Gabriel tilted his head to the side. “I guess that makes sense.” He paused, studying me. “There’s something else you wanted to say to me, isn’t there?”
“I don’t think this is going to work out,” I blurted out.
“Are you quitting on me?” Gabriel asked.
“No, of course not. I wouldn’t do that. I’m a helsing warrior.”
“You’re a helsing warrior. What does that mean to you? It obviously means more than just your powers.”
“We don’t surrender. We don’t give up,” I said. “But more than that, we were born to fight the darkness, born to be the last line of defense, the salvation when all other hope is lost.”
“So stopping Grimstar is what you were born to do.”
“Yes,” I agreed.
“Then what’s the problem?”
“This team, the mage team, will fail. You saw what happened between me and the vampire tonight. We have no idea who this traitor might be. Danielle, well, she’s Danielle. Lionel is having doubts about going against his family. We have absolutely no answer to what Grimstar is capable of.”
“This is the team I put together,” Gabriel noted. “I have my reasons.”
“Let me talk to Dagger, tell him who you are, and what we are facing. He’ll arrive in no time, bringing Flint and Crystal, maybe others.
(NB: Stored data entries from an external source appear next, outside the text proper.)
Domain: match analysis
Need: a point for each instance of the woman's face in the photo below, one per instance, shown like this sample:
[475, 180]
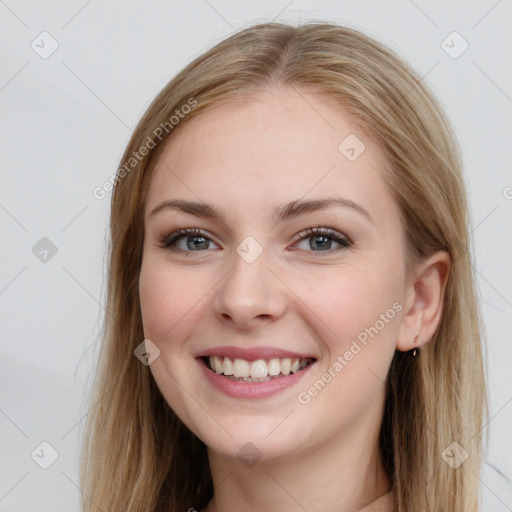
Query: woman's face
[296, 258]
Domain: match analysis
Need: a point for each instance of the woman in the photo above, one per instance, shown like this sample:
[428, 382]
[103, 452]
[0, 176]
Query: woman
[289, 238]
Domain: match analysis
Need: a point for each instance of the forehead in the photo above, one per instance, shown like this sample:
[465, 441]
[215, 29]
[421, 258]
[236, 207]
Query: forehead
[283, 145]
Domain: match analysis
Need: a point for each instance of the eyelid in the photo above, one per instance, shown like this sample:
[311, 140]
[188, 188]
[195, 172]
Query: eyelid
[167, 241]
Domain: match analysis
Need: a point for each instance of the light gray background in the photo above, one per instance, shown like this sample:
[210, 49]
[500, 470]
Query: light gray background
[63, 126]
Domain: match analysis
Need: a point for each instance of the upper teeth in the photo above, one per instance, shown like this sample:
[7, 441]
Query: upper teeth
[257, 369]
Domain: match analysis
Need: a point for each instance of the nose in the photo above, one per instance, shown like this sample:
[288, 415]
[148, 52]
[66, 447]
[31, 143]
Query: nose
[250, 295]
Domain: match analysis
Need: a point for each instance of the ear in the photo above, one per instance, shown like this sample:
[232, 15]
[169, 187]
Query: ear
[424, 301]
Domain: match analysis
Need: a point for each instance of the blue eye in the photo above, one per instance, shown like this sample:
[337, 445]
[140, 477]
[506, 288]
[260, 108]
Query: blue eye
[323, 240]
[191, 239]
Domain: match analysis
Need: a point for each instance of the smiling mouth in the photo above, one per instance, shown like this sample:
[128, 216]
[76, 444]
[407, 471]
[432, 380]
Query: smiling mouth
[259, 370]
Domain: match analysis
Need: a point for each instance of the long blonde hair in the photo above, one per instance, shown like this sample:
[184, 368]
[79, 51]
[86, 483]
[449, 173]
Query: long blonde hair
[137, 455]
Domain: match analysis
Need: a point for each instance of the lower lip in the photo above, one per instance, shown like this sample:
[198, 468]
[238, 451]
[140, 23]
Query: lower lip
[251, 389]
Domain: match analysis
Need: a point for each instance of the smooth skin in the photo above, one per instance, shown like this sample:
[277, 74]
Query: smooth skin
[306, 293]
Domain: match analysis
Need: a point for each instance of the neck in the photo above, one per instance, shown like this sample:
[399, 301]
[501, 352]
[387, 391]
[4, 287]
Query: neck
[343, 474]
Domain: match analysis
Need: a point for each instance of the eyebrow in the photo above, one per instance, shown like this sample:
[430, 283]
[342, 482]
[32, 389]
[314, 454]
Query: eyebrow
[281, 213]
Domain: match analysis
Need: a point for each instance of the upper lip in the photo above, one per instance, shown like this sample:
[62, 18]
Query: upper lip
[252, 353]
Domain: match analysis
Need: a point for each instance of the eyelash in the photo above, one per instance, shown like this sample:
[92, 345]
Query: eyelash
[168, 241]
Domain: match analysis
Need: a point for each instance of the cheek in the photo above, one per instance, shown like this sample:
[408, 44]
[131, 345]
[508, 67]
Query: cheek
[168, 299]
[355, 304]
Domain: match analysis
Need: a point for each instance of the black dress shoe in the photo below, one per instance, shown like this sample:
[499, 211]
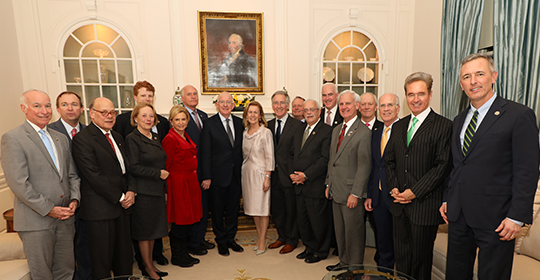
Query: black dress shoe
[199, 251]
[235, 247]
[302, 255]
[223, 250]
[312, 259]
[207, 245]
[162, 260]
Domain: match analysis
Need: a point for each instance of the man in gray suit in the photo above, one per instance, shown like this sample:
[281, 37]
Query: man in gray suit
[40, 171]
[349, 168]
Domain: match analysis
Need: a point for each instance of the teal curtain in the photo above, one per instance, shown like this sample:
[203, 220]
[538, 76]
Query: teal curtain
[516, 50]
[460, 36]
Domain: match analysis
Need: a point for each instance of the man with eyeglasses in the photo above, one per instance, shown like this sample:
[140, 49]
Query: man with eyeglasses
[311, 149]
[221, 163]
[378, 201]
[105, 194]
[282, 197]
[69, 106]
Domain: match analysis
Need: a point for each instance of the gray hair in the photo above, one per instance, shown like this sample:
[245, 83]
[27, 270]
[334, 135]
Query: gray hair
[355, 95]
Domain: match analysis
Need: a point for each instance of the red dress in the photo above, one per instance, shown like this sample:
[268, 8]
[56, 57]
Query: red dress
[184, 204]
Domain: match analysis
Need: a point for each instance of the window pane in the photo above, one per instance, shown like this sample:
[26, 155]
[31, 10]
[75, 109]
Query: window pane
[73, 71]
[92, 92]
[128, 100]
[107, 71]
[110, 92]
[85, 33]
[105, 34]
[71, 48]
[125, 72]
[121, 49]
[90, 71]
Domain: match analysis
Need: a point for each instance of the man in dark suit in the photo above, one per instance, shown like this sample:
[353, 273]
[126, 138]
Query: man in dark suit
[283, 198]
[69, 106]
[417, 164]
[330, 112]
[492, 186]
[144, 91]
[105, 194]
[198, 245]
[378, 201]
[221, 160]
[311, 149]
[40, 171]
[349, 168]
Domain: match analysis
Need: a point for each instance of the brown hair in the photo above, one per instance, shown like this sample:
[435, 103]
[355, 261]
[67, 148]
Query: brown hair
[137, 109]
[262, 119]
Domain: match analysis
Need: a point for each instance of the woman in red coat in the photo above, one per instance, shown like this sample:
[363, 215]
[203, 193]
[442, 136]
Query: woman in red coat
[184, 204]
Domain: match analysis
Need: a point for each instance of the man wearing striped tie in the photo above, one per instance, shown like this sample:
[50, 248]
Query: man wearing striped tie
[418, 162]
[491, 191]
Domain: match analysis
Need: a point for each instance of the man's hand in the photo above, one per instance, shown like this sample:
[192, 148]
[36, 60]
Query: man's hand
[352, 201]
[443, 212]
[508, 230]
[367, 205]
[206, 184]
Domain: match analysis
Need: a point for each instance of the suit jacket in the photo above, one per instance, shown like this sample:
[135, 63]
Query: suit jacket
[337, 118]
[498, 177]
[378, 173]
[147, 159]
[123, 125]
[102, 181]
[283, 149]
[423, 166]
[33, 177]
[312, 159]
[219, 159]
[350, 166]
[59, 126]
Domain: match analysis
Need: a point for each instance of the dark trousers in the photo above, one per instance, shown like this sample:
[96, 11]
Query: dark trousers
[198, 230]
[495, 257]
[283, 210]
[382, 218]
[413, 247]
[110, 246]
[314, 224]
[225, 203]
[82, 251]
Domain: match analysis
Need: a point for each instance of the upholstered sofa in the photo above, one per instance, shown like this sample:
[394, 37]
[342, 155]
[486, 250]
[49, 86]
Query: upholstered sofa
[13, 263]
[526, 253]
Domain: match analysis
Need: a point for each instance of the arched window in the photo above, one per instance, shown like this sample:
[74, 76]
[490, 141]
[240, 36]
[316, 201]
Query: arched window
[98, 62]
[351, 61]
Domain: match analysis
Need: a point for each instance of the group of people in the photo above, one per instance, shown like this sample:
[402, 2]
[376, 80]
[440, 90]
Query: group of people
[319, 172]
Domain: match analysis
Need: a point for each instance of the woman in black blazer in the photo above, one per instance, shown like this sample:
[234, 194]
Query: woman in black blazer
[147, 176]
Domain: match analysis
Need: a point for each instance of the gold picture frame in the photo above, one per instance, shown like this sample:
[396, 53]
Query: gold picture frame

He’ll
take charge and ensure we succeed.”
“You don’t trust yourself to make the right decisions.”
“No.” I remembered the tarot cards telling me that the fate of the world balanced on my actions. That was too much responsibility for me—too much for any one person, perhaps, but certainly too much for me.
“You know what’s funny?” Gabriel said. Despite his words, for once he didn’t look amused.
“What is?” I asked.
“In under two days, you went from falling to your knees in front of me to questioning and disobeying me. What do I have to expect next, I wonder? Crucifixion?”
“I haven’t disobeyed you.”
“No? I told you to let Alessa into Cress House.”
“I didn’t think of it as an order.”
“You needn’t look so worried.” Gabriel clapped me on the back. “I told you I didn’t want you on your knees. A bit of questioning is fine. But you’ll have to trust me somewhat here. I have full confidence that the mage team will do the job. Now, go get some sleep. We made some progress, but we still don’t have a magtroller, and what we did tonight will make the Cressingtons even more determined to protect their safe.”
Chapter 18
I stood in the center of a clearing. Beneath my feet, the grass was a luminous green, and above my head, the sky was a shimmering indigo. What was I doing here? I looked into my hand and saw the knife, and then I remembered. I was practicing.
Ten paces in front of me stood an old oak tree, its branches bare of leaves. On the bark of the trunk, lines whirled into a central knot. A target. I threw the knife.
I missed, going far wide of the trunk.
Another knife appeared in my hand, and I threw again. Then again. Knife after knife I threw, none hitting the trunk, never mind the knot that was the true target. After several misses, the tree began to get farther away with each additional throw.
“You are afraid, child,” a man said.
“I’m not…” I trailed off. I had been about to say that I wasn’t a child, but I couldn’t deny the truth. I was eleven years old. “I’m not afraid.” I had defeated three zombies in the desert a year earlier. After that, even Flint no longer accused me of being a coward. “Monsters are of the dark. Light only has to shine on them to rid us of our fear of them.”